She’s as much a force of nature as the wind that flings wet droplets across my camera lens as I snap rapid-fire shots and run to catch up, trailing her across the bucolic landscape. Darina Allen is one of Ireland’s best-known chefs, and the matriarch of Ballymaloe Cookery School: a sprawling, self-contained ecosystem of agricultural and culinary activity.
Perpetually a few steps ahead, she walks and talks at a steady pace without looking back, only breaking her cadence to address those who cross her periphery: telling the baker how many loaves are needed; inquiring after the amount of available greens; lamenting a plant’s ill-advised pruning. Ballymaloe is not a place—it’s a living, breathing organism whose appendages pulse with life. There are barns and bakeries, cellars and greenhouses, verdant fields that soon will burst bounteous from wet earth. As I scurry to catch up, I peer into open doorways full of rising sourdough and cheesemakers cutting curd, crouch between rows of thick kale and Brussels sprouts whose stalks stand like herds of tiny green elephants’ legs, and sidle into a lecture hall where a chef’s mirrored hands glide masterfully over his mise en place.

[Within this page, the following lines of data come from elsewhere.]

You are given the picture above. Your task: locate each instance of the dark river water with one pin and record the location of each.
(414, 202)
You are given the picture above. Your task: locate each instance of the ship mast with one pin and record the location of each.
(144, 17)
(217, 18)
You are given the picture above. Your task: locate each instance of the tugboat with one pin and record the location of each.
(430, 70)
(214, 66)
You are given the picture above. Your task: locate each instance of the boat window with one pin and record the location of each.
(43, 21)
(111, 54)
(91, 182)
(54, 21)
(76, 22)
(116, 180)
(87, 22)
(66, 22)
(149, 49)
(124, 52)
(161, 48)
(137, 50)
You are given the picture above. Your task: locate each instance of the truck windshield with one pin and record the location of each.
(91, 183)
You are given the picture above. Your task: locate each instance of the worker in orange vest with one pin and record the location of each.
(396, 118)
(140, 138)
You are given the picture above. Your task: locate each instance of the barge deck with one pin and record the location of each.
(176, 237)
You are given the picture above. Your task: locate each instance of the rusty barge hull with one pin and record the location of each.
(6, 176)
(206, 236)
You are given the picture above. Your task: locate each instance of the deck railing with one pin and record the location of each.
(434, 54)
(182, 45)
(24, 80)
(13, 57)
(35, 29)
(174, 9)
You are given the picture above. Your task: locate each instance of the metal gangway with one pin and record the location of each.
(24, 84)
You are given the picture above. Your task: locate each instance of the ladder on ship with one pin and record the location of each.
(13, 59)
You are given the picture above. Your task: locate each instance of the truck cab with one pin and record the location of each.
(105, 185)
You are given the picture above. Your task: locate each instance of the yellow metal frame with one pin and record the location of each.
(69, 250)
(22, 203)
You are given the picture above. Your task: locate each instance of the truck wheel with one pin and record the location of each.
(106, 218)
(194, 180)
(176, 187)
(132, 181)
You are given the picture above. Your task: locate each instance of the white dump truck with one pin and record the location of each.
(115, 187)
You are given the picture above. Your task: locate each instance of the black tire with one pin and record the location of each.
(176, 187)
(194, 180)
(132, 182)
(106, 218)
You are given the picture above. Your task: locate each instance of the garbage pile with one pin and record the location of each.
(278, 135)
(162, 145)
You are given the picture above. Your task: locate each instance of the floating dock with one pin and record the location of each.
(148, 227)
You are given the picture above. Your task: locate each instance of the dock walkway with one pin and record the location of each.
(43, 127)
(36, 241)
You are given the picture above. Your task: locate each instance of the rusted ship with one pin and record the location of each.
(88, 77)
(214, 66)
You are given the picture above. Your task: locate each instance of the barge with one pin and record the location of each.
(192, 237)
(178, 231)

Allen founded the culinary school in 1983 with her brother, chef and instructor Rory O’Connell; their family home is now the Ballymaloe House. The grounds encompass an organic farm, restaurant, and various production facilities, but the most exciting feature is the fermentation room: a mad scientist’s bunker plunked in the middle of this green reverie. The white portable building is filled to bursting with bottles and jars full of bubbling, pungent, brightly colored substances. One day, I’m told, there may be a brewery; for now, they make cider, sauerkraut, and all manner of experimental things.

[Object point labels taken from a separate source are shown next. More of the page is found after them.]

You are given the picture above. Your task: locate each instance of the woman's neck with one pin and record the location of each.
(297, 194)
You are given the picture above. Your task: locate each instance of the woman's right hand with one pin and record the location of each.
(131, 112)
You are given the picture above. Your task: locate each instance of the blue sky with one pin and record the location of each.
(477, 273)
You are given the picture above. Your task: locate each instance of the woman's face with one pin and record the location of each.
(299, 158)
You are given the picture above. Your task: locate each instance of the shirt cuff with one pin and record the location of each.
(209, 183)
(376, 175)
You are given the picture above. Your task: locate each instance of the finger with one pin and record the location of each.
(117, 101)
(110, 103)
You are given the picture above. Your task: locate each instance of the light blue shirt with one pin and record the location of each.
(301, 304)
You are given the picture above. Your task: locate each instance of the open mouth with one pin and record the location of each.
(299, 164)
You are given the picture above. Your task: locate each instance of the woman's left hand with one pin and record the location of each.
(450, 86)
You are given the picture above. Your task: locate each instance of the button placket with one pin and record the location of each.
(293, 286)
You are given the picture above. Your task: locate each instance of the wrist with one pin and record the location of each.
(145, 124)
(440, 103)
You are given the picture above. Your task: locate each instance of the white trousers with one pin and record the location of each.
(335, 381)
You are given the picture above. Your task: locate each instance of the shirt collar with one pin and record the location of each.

At the end of the tour, Allen dons her mask with smiling eyes and dissolves as mysteriously as she materialized, falling back into the ballet of the place and leaving me breathless with a pile of cheese cubes, a bottle of Ballymaloe cider, and a dream of trading my laptop for a knife set. The next night, when I share the cider with new friends over stories of my travels, I remember again why I do what I do.